初めて見る道具に、インターンやスタッフたちは興味津々!

そして、ここで登場するのが、あらかじめ買っておいたさつまいもです。
ソーラークッカーを使った焼き芋づくりの手順は、以下の通り。

①カットしたさつまいもを、小石を敷き詰めた小鍋の中に入れます。

②そこに少量の水を回しかけ、空いた隙間に追加の小石を詰めます。

③小鍋に蓋をし、ソーラークッカーの中心の台にセットしたら準備完了!

また、ソーラークッカーはその中心に日光を集めなければいけません。そのため、太陽の方向と合うように時折向きを調整しながら調理をすすめていきます。
この時は雲一つない晴天ということもあり、明石先生の「40分くらいかな」という見込みの元、出来上がりを待つことに。
その間は、明石先生から屋上菜園に関する説明や案内をしていただきました。

40分が経過し、ソーラークッカーから取り出した小鍋のふたを開けてみると、出来上がった焼き芋は黄金色に!
外側だけでなく、内側の方までしっかりと熱が通っていました。
糖分が焼き芋全体に詰まっていて、とても美味しかったです!

屋上菜園の説明と案内

人と自然が共に豊かになるような関係を築いていく暮らしと環境のデザイン手法。
それが、明石先生が大切になさっている『パーマカルチャー』です。

そして、
それを実現するための場所を学校の中に創りたい!
という想いのもと、『パーマカルチャー』や『Regeneration(再生)』の実験場として屋上菜園を運営しているそうです。
また、コロナ禍初頭は半年ほど大学が休校していたこともあり、「人が集まれる場所」という点も重視しているとのことでした。

さて、この屋上菜園では、四季折々の植物が育てられています。
屋上の入り口付近にあるのは、清潔感のある香りが特徴的なゼラニウムや、ブルーベリーです。

そして、お次はその反対側にある畑。

こちらの屋上菜園では、
農薬や化学肥料を使わず、田畑は耕さない
という、「自然農」に近いやり方で植物を育てています。
ゆえに、屋上菜園内ではいくつもの工夫が施されているのです。

例えば、雑草に思われることが多いカラスノエンドウ。その根を観察すると、白くて小さい粒がたくさん付いています。

これはマメ科植物の根に共生する「根粒菌」という菌で、大気中の窒素をアンモニアに変換してくれるのだそう。

さらに、屋上菜園内の所々に植えられているネギはその特有の殺菌作用から、じゃがいもなどの連作障害防止に役立てられています。
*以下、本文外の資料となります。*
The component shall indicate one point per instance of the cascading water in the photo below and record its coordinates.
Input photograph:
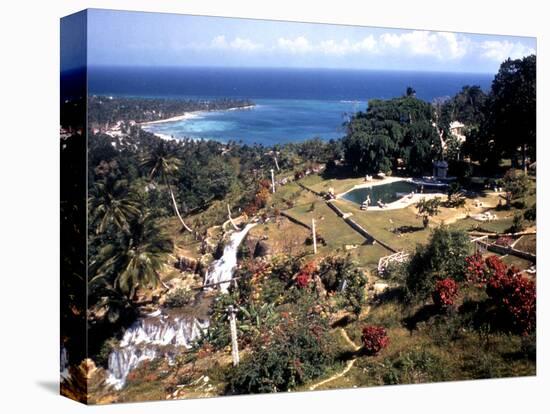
(161, 335)
(221, 270)
(64, 363)
(156, 335)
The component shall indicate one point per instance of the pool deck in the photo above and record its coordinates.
(402, 202)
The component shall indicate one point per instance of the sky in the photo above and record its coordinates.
(155, 39)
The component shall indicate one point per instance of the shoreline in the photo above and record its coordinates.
(193, 114)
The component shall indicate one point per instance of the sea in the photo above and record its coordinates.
(291, 105)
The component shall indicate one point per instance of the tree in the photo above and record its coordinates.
(516, 185)
(340, 274)
(428, 208)
(467, 106)
(445, 293)
(510, 114)
(443, 257)
(374, 339)
(410, 91)
(295, 350)
(389, 131)
(161, 161)
(111, 203)
(135, 260)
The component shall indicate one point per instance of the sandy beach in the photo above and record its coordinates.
(193, 114)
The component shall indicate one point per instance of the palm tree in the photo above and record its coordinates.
(135, 260)
(112, 204)
(162, 162)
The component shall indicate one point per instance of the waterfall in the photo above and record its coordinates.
(64, 363)
(161, 335)
(156, 335)
(221, 270)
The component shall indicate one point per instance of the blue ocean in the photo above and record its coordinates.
(290, 104)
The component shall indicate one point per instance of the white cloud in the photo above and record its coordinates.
(297, 45)
(498, 50)
(344, 47)
(423, 43)
(238, 43)
(442, 46)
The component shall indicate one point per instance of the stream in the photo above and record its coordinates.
(159, 334)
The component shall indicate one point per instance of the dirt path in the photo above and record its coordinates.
(349, 365)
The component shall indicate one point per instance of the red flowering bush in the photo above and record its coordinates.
(374, 339)
(512, 294)
(445, 293)
(515, 296)
(504, 241)
(475, 269)
(304, 277)
(303, 280)
(495, 265)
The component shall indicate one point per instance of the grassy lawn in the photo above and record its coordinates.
(339, 184)
(338, 234)
(335, 230)
(429, 354)
(400, 229)
(518, 262)
(497, 226)
(283, 237)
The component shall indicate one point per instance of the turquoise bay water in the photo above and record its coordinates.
(292, 104)
(269, 122)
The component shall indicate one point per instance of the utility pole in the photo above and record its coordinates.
(276, 163)
(233, 328)
(273, 180)
(314, 236)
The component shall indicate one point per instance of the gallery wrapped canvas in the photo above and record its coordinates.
(252, 206)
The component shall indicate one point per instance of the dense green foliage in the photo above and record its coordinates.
(509, 120)
(295, 350)
(467, 106)
(443, 257)
(340, 274)
(389, 131)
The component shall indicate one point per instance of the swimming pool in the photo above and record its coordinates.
(388, 193)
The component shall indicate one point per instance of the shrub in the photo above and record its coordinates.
(531, 213)
(504, 241)
(516, 185)
(340, 274)
(179, 298)
(443, 257)
(374, 339)
(305, 276)
(518, 223)
(445, 293)
(296, 350)
(515, 296)
(475, 270)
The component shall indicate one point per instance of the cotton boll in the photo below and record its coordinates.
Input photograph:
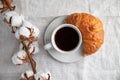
(36, 32)
(17, 35)
(21, 45)
(16, 60)
(9, 14)
(29, 73)
(34, 46)
(24, 31)
(17, 20)
(43, 76)
(27, 24)
(22, 54)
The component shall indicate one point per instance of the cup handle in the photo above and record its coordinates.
(48, 46)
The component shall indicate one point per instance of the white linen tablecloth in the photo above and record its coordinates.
(104, 65)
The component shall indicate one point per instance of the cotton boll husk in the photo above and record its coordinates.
(9, 14)
(24, 31)
(17, 20)
(16, 60)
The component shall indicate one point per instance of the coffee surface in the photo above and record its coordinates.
(66, 38)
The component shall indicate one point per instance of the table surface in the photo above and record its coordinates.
(104, 65)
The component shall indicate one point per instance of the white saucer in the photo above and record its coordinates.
(71, 57)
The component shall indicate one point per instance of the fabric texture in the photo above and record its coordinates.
(103, 65)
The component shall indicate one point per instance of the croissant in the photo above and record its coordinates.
(91, 29)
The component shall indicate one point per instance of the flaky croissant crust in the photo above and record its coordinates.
(91, 29)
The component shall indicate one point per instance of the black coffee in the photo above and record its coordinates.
(66, 38)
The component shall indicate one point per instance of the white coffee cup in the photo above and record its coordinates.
(52, 44)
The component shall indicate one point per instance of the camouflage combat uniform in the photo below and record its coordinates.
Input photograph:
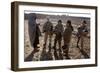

また、屋上菜園の中心部には、「協生農法」を実施している畑もあります。

ここは、そら豆や菜花、オリーブなどといった異なる植物が混生、および密生しているエリア。
いろいろなものを混ぜて植えることでバランスが良くなり、豊かな生態系の安定につながります。
そして、そこから少し移動した所にあるのが、イチゴやニンニクなどが育てられている畑です。

ここの特徴は、土の周りに石垣を作ることで地中に熱が貯まりやすい仕組みになっているということ。
そのため、地中の熱がイチゴの成長を促進してくれます。
そして、コンパニオンプランツの関係にあるニンニクとの混植により、イチゴは病害虫から守られるのです。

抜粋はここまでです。